For ten days, the family would worship this totally natural mūrti (icon) together, bringing ordinary earth to life as a tangible embodiment of divine power. It was also particularly sweet because in the old days, it was not easy to acquire a metal or stone statue to worship with, especially if you were just a simple villager or farmer. But now, for 10 days, people had a way to fully express their love and devotion within their own home – by performing pūjā and making offerings of sweets, fruits, flowers, and anything their heart longed to give. Finally, on Gaṇeśa Caturthī, with deep gratitude and an atmosphere of joyful celebration, they would lovingly carry this natural mūrti back to the river or lake and offer it back to the water, and to the earth.
This was a way for all the generations of the family to practice together. It was also intended to connect us with the cycles of nature – of creation, sustenance, and dissolution – that these are all aspects of the supreme power. Additionally, it teaches us that it is not the icon itself that is inherently powerful; it is our devotion and faith that can turn ordinary mud into varada-mūrti, a giver of blessings.

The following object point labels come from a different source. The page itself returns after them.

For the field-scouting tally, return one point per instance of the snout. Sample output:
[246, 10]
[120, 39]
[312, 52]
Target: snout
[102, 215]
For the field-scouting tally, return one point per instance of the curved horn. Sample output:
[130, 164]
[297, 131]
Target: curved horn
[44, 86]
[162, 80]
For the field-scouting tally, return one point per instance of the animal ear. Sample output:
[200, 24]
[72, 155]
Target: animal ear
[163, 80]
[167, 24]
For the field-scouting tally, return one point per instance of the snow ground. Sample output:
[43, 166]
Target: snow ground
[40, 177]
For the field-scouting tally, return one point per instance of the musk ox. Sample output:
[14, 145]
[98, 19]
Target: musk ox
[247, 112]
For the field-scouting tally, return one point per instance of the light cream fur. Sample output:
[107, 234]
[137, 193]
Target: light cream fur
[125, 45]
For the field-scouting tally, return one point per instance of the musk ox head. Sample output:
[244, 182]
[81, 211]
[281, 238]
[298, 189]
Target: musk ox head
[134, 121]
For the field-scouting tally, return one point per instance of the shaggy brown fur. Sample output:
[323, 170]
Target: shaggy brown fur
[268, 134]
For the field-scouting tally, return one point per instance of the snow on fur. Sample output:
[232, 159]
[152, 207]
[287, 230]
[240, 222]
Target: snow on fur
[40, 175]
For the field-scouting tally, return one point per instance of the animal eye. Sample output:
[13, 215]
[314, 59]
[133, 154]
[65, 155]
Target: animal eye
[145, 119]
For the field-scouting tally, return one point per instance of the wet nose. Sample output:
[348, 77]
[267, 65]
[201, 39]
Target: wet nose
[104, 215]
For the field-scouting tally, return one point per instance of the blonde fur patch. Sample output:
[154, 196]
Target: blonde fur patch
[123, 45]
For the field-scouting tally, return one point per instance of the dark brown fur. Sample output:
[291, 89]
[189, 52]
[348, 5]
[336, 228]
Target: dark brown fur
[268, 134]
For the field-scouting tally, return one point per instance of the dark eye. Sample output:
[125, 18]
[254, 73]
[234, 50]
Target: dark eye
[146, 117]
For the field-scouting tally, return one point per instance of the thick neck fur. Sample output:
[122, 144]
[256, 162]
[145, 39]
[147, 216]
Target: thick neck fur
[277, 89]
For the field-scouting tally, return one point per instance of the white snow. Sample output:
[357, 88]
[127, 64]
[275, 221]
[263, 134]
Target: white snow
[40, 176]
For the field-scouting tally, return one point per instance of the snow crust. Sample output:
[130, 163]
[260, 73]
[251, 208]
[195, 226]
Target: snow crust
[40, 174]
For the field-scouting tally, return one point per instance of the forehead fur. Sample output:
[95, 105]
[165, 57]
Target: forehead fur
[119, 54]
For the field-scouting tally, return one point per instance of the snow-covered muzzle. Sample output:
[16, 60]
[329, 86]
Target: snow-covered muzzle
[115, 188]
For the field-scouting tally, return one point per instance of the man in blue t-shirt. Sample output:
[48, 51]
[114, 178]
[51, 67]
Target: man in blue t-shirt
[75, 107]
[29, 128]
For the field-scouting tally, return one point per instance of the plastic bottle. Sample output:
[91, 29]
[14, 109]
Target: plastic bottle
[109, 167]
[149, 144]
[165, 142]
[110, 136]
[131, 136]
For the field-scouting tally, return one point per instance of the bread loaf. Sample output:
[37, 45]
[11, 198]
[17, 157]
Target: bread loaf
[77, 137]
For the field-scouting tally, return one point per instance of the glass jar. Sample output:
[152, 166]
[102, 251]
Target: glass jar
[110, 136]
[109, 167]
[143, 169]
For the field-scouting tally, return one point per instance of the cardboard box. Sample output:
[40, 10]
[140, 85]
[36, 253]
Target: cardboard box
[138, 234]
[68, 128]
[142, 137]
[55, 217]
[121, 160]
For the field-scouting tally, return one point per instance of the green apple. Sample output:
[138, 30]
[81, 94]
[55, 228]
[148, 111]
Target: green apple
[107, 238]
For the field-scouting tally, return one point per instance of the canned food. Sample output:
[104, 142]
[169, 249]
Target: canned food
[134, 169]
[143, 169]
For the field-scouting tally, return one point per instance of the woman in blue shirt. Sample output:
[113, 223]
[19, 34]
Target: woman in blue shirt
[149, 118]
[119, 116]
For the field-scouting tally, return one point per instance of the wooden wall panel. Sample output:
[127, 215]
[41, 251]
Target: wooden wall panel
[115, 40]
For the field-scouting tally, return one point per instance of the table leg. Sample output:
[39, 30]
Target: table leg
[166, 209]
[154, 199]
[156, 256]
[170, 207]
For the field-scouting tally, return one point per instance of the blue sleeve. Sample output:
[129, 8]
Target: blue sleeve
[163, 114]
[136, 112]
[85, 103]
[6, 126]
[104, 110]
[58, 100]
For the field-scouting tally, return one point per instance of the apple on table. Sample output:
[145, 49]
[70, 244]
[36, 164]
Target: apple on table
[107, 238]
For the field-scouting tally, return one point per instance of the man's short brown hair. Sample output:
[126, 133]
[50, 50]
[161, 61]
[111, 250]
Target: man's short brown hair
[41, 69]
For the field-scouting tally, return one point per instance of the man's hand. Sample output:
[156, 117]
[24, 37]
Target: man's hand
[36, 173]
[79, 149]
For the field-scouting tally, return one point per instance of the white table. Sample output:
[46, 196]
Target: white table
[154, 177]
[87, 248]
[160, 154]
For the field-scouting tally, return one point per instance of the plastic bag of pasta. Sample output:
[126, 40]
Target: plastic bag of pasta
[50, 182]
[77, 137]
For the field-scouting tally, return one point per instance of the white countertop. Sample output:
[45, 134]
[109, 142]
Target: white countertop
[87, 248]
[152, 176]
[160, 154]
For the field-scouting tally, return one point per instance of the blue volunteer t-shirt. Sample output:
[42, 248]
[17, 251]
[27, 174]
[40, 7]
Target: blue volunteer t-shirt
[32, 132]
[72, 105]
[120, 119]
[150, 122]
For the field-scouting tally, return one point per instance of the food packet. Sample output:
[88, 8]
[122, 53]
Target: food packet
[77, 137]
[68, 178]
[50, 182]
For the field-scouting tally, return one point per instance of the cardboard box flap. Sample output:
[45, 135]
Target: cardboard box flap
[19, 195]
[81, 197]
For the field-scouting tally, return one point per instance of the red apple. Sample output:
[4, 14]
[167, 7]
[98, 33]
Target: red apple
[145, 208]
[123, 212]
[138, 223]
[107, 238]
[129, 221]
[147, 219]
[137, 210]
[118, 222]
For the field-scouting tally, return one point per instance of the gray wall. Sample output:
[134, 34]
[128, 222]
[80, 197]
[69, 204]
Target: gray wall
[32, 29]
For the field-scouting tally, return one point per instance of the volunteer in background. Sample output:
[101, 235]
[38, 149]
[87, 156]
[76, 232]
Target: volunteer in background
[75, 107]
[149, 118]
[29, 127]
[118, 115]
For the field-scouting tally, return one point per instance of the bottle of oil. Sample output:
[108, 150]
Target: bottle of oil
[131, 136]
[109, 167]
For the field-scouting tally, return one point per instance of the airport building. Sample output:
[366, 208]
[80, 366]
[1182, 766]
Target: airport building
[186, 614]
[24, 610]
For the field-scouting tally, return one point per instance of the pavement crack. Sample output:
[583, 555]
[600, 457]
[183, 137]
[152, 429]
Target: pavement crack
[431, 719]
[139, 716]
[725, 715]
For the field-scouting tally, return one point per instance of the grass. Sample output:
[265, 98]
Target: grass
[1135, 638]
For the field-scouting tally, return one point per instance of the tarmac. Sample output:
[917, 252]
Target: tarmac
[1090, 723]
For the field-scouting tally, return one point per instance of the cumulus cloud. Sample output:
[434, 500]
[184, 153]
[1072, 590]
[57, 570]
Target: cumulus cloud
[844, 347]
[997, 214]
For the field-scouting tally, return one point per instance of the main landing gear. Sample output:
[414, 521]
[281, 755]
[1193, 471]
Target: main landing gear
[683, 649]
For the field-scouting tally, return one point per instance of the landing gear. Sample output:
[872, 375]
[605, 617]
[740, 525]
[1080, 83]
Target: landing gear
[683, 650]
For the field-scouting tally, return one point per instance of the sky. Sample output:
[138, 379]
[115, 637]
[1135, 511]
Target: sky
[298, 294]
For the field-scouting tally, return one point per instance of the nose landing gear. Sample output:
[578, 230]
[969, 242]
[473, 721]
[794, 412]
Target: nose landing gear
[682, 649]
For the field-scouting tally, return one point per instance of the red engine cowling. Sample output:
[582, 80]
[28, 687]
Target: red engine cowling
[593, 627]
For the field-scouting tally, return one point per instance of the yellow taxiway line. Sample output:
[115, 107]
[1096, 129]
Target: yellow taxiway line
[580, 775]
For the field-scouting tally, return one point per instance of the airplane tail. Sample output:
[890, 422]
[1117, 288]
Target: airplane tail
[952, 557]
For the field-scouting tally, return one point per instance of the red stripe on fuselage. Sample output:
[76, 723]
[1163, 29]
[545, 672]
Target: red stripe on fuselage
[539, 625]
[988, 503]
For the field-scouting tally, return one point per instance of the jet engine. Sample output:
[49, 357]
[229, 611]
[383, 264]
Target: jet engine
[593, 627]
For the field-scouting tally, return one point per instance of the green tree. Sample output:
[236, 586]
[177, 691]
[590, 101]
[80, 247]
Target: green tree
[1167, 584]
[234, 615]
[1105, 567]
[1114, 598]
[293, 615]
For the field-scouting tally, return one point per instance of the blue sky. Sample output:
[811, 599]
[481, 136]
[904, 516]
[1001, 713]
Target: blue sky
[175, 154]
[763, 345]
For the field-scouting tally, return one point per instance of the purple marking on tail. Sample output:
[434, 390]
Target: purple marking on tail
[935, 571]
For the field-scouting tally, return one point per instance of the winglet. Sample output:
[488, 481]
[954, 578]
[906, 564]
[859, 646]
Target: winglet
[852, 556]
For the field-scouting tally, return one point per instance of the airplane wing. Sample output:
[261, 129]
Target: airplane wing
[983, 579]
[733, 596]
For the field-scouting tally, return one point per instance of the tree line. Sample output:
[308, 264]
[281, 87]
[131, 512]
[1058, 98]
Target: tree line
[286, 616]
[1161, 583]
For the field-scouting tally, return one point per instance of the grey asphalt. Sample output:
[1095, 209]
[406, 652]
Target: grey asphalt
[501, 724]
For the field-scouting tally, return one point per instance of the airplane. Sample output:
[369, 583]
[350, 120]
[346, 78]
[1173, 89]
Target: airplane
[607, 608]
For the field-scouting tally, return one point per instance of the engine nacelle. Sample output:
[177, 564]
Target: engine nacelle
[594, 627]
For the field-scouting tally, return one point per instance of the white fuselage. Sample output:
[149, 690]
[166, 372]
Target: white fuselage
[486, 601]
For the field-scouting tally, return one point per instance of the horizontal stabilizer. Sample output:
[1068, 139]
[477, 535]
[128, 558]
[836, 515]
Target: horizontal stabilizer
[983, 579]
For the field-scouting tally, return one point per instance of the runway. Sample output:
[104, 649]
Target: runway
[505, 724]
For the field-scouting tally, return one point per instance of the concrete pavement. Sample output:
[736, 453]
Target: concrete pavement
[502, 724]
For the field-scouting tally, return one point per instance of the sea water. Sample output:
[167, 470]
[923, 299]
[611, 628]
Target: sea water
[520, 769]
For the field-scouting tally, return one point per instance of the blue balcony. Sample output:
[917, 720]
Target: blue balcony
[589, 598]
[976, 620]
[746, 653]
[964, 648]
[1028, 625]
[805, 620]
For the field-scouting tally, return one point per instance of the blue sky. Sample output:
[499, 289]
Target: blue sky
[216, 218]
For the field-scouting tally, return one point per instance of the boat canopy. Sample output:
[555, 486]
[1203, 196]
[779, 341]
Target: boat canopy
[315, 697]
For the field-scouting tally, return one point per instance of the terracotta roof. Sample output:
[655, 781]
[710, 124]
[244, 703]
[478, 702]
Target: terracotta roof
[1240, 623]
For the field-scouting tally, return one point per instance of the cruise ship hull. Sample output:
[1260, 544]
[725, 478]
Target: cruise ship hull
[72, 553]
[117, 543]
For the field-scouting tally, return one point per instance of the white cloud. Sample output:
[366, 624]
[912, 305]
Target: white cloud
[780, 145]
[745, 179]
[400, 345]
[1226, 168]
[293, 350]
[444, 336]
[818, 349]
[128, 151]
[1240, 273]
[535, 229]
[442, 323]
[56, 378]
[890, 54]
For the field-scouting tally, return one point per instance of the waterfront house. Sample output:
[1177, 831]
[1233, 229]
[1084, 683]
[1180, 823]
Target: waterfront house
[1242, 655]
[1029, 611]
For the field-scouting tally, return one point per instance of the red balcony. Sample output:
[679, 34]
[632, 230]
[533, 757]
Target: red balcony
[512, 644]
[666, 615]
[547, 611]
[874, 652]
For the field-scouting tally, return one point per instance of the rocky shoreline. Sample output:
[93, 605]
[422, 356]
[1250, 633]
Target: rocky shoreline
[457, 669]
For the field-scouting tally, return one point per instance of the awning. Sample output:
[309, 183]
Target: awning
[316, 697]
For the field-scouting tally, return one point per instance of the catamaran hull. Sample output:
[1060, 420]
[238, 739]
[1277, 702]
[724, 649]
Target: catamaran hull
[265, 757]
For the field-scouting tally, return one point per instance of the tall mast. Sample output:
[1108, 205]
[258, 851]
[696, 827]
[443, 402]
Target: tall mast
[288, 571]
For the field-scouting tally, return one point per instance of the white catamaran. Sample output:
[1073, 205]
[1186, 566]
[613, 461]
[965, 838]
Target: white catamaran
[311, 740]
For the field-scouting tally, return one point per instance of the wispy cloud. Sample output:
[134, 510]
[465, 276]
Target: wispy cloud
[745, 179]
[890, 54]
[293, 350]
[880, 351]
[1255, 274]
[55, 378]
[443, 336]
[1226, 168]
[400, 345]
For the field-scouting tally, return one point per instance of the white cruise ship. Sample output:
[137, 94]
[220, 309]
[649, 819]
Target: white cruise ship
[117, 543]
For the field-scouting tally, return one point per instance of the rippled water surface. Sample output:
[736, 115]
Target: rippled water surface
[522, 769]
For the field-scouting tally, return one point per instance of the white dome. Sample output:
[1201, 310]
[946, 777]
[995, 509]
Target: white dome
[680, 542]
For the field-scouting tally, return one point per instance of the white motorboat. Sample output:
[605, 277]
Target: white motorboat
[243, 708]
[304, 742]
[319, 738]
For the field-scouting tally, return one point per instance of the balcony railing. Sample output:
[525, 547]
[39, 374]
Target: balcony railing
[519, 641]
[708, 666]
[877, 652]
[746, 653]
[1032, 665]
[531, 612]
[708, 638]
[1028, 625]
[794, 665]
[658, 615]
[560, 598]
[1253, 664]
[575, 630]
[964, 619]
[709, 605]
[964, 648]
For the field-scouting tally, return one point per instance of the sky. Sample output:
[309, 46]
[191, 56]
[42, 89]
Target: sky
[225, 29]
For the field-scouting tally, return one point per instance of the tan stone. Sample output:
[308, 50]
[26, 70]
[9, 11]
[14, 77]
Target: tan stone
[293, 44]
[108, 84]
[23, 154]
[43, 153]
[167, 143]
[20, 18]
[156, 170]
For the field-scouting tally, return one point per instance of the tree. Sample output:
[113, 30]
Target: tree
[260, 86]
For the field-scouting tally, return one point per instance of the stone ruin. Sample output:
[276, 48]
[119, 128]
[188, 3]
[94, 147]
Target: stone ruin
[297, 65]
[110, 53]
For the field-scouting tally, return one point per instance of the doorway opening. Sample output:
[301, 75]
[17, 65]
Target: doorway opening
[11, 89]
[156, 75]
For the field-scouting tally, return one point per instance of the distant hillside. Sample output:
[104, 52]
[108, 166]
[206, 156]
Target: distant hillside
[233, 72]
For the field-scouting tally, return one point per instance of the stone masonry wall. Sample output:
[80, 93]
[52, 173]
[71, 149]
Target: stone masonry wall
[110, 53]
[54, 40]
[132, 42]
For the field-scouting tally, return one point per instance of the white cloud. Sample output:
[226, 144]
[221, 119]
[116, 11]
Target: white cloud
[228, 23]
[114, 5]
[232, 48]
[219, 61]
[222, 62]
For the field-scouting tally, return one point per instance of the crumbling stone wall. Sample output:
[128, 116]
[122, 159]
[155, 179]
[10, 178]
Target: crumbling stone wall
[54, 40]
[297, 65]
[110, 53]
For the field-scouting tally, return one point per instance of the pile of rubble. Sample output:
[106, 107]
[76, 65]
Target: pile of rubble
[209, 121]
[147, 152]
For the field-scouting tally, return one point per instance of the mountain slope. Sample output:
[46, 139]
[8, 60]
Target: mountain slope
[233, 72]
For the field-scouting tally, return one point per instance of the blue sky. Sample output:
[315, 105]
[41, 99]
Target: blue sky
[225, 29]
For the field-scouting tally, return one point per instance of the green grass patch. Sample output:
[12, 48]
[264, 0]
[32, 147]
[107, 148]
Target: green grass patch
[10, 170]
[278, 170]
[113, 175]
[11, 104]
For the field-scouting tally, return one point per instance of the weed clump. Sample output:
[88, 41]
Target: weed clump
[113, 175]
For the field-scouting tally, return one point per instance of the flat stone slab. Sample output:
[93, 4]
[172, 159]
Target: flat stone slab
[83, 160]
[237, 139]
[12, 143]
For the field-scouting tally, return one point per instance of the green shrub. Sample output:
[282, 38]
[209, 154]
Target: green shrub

Unfortunately, in modern times, people have forgotten the original point of the practice, and it’s become a commercialized spectacle. Instead of making the mūrti with your own hands out of earth, people spend greater and greater sums of money to buy elaborate statues made of plaster and plastic, and decorated with toxic paints. These get dumped into the water, poisoning it and the life held within it. We can not stress enough how important it is that you use natural, biodegradable substances for your mūrti – if you don’t have access to mud or clay, use turmeric or kumkum. Or just about anything that will dissolve naturally in water without upsetting the flow of life.
Practice: Celebrate Gaṇeṣa Caturthī
On September 5th, and all the days leading up to it, you can invoke and honor Gaṇeśa in a number of ways. Let your inner joy guide you through these suggested practices:
– Set up a pūjā, a traditional altar for Lord Gaṇeśa. You can use a statue or image of him, and offer fruit, flowers, flame, incense, sweets (modaka or laddus are his favorite), money, dhruva grass, etc. If possible, do this with your family or other members of your household or community.
-Make an icon out of turmeric, soil, or organic clay and then immerse it into a body of water with great joy on the 5th!
-Sing songs of praise. An ancient Vedic hymn for him is the Gaṇeśa-Atharvaśirśa, and there are also many more contemporary chants and songs.
-Silently repeat his mantra: Oṃ Gaṃ Gaṇapataye Namaḥ
-Pay attention to any encounters with mice or rats – they are his animal vehicles/symbols.
-Visualize his form and presence in your mind’s eye and offer your inner worship and gratitude for all that he embodies. Let yourself experience the joy of being, and allow the force of that joy to free you from the paralyzing grip of inner and outer challenges.
When you offer the mūrti back into the water, remember to also offer your gratitude to the goddess of the water, to all of nature, and also to the earth for the gift of the experience.